Les poilus d'Alaska, tome 1 : Moufflot, Hiver 1914
de Michael Delbosco (Scénario), Daniel Duhand (Scénario), Félix Brune (Dessin)

critiqué par Bluewitch, le 14 septembre 2014
(Charleroi - 44 ans)


La note:  étoiles
Des chiens esquimaux héros de guerre
Hiver 1914. La Première Guerre mondiale commence à fissurer l'Europe et à étendre son lot de misères, de morts et de peur. En plus des conflits armés, ce sont les conditions météorologiques qui déstabilisent le peuple et les soldats, les fragilisant de façon dramatique.

Attachée à ses techniques traditionnelles de combat, la France devra pourtant se résoudre à accepter cette mission folle et ingénieuse proposée par le capitaine Moufflot : faire revenir 400 chiens de traineau depuis Nome, en Alaska, afin de réinvestir les régions montagneuses enneigées de façon plus efficace.

Dans ce premier tome, on voit Moufflot perdre son bataillon de chasseurs alpins au cœur des Vosges, lui-même étant grièvement blessé au point d'être déclaré comme décédé à son épouse.
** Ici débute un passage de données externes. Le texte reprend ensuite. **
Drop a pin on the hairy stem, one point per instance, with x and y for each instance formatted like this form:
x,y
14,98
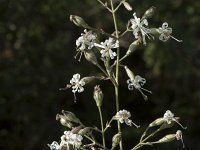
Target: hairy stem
x,y
117,70
102,127
142,142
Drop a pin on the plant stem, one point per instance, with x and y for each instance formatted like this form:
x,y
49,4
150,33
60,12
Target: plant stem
x,y
117,70
102,127
144,140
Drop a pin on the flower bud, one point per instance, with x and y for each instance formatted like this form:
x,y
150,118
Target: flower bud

Fait prisonnier par l'ennemi, il s'échappe après avoir été soigné et rejoint l'état-major avec son projet en tête.

Basée sur une période de l'histoire initialement classée secrète, cette aventure de chiens esquimaux au sein du conflit est remise au goût du jour par l'actualité. Arte en a d'ailleurs fait un reportage et cette bande dessinée en propose une vision un peu romancée. Quelques changements de noms et accroches dramatiques supplémentaires (captures, blessures, romances et trahisons) en font un récit soutenu et intéressant à lire. Le graphisme et la mise en page restent assez conventionnels mais on notera une mise en couleur tout à fait adaptée au propos.

Cette tranche de l'histoire est effectivement surprenante et permet de mettre l'accent sur l'esprit astucieux et aventureux de quelques hommes, à une époque où l'armée et ses habitudes s'embourbent dans une impasse stratégique. Le personnage de Moufflot, quant à lui, est loin d'être attachant : increvable et jusqu'au-boutiste, certes, mais aussi violent, égoïste et machiste (voire misogyne).
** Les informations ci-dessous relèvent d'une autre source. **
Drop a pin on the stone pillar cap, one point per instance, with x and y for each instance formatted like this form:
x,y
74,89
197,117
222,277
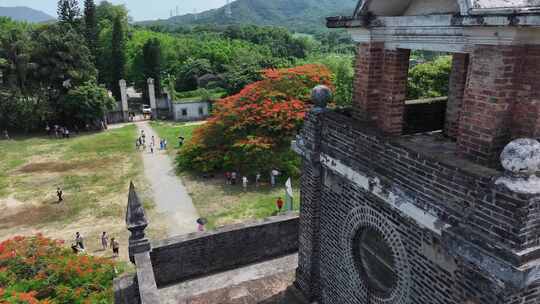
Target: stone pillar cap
x,y
521,160
522,157
321,95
L'album est agrémenté de quelques planches du second tome et d'un dossier en fin d'ouvrage : on y découvre l'aventure des "vrais" héros de l'Histoire (dont les noms d'origine sont assez semblables à ceux des personnages de fiction, nous rappelant ainsi la proximité entre les deux), documents d'époque et photos à l'appui.
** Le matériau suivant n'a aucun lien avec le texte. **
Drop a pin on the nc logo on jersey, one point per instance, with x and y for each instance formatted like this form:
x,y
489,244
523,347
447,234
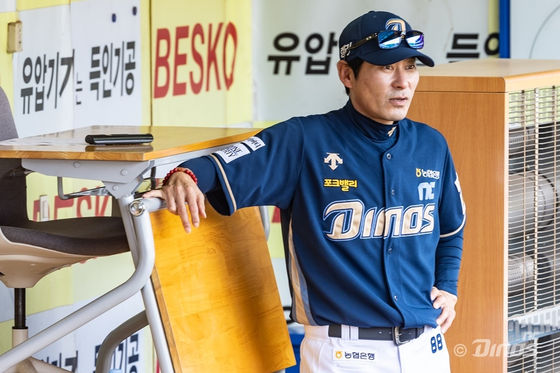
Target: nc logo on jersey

L'année 2014 aura été le terreau d'un grand nombre de rétrospectives, documentaires, fictions et commémorations. Si la graine d'inspiration des "Poilus d'Alaska" est effectivement attractive, son traitement de qualité, on garde l'impression que, parfois, l'aspect "basé sur une histoire vraie" ne suffit pas à en faire un récit d'une grande originalité. L'attrait tiendra surtout dans la documentation fouillée, la justesse du texte, et d'avoir eu le mérite de revenir sur une tranche méconnue de la Grande Guerre.